18:30 – 20:00
Through the eyes of… Manuel Fadat James Ensor & Alexander Kluge: Visual provocation
The exhibition currently on show is exceptional, both in artistic terms – etched and painted masterpieces by Ensor, videos by Alexander Kluge rarely screened in France – and at the “curatorial” level, because it facilitates the unprecedented meeting between two figures and two bodies of work.
Two epochs, two relationships towards space and society, two visions, two different temperaments, and political and social orientations that diverge, but in similarly troubled contexts. Yet connected nonetheless (around the notion of the “grotesque”, among other things), and falling into a “constellational” genealogy (one of the tenets of the exhibition), whose elements includea distancing from and criticism of human folly and the world in its current state (progressivism, modernism, powers), enacted through images and signs, style and making, line and medium, and through visual provocation.

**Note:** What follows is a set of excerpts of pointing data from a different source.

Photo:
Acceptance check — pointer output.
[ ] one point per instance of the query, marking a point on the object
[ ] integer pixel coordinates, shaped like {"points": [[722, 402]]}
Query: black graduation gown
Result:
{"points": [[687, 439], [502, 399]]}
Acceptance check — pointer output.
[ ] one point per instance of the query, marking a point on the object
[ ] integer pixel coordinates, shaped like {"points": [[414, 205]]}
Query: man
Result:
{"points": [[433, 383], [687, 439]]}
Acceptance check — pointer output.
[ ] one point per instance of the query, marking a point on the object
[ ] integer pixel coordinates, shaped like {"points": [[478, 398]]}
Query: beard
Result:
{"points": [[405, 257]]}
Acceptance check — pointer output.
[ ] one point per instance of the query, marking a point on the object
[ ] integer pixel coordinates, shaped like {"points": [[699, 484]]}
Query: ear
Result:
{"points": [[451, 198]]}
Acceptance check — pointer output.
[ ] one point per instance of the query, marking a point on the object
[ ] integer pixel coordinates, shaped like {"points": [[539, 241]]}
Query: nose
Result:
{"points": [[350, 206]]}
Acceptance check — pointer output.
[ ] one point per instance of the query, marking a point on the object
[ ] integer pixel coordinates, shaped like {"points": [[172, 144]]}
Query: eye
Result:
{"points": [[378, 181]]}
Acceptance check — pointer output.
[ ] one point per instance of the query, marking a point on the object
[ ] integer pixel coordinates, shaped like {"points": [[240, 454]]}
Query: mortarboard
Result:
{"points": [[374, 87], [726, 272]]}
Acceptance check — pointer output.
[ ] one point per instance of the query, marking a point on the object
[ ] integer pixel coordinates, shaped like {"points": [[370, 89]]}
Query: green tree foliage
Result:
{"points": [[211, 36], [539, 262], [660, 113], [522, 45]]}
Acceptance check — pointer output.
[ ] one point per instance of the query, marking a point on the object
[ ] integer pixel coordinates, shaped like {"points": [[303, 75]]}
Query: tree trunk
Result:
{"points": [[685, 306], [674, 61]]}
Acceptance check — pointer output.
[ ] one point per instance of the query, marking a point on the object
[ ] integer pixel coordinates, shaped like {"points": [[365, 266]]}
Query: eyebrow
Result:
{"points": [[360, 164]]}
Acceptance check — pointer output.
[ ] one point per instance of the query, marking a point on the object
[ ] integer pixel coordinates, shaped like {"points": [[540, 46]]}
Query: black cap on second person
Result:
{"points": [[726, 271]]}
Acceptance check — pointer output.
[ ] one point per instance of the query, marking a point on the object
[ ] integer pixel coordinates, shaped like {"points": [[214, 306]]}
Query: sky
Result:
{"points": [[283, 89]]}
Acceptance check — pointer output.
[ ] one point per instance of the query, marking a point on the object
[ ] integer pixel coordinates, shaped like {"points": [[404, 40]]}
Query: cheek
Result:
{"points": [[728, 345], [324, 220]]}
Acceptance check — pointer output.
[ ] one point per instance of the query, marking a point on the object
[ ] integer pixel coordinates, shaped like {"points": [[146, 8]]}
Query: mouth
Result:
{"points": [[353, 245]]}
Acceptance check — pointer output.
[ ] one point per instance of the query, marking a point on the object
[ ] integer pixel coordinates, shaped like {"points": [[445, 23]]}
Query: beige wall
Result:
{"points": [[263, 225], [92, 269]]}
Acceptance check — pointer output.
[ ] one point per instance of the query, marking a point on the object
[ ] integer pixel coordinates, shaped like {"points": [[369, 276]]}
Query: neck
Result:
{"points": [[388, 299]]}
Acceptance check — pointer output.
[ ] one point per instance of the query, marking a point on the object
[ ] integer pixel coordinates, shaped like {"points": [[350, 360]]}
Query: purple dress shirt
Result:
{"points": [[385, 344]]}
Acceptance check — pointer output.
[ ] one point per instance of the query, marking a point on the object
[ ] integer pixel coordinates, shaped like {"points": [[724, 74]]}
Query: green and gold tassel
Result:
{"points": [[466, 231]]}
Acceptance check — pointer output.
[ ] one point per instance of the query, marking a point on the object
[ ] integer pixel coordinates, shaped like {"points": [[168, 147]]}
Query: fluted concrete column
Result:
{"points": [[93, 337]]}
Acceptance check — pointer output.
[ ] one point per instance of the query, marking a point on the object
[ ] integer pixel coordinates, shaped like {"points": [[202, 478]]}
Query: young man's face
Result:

This dialogue – one of those which brings art history to life – constitutes a fabulous and fantastic occasion to interrogate ourselves as viewers and as subjects. Savouring it to the full, we shall look at the protagonists and their ecosystems, and explore their (political/visual/aesthetic) differences and similarities. We shall then turn our attention, by no means exhaustively, to the iconography of social and political criticism and the use of visual art as a mechanism of restraint revealing the excesses of humankind, all the time remaining as close as possible to our two artists.
Manuel Fadat is an art historian, art critic and independent exhibition curator and also works with the Oudeis team, which he joined in 2012. He is greatly interested in the question of the social and political dimensions in contemporary art. He is an expert in particular on evolutions in glass art and the uses of glass in art. He teaches and writes, and for the past few years has also run major projects with Ecolint, the International School of Geneva.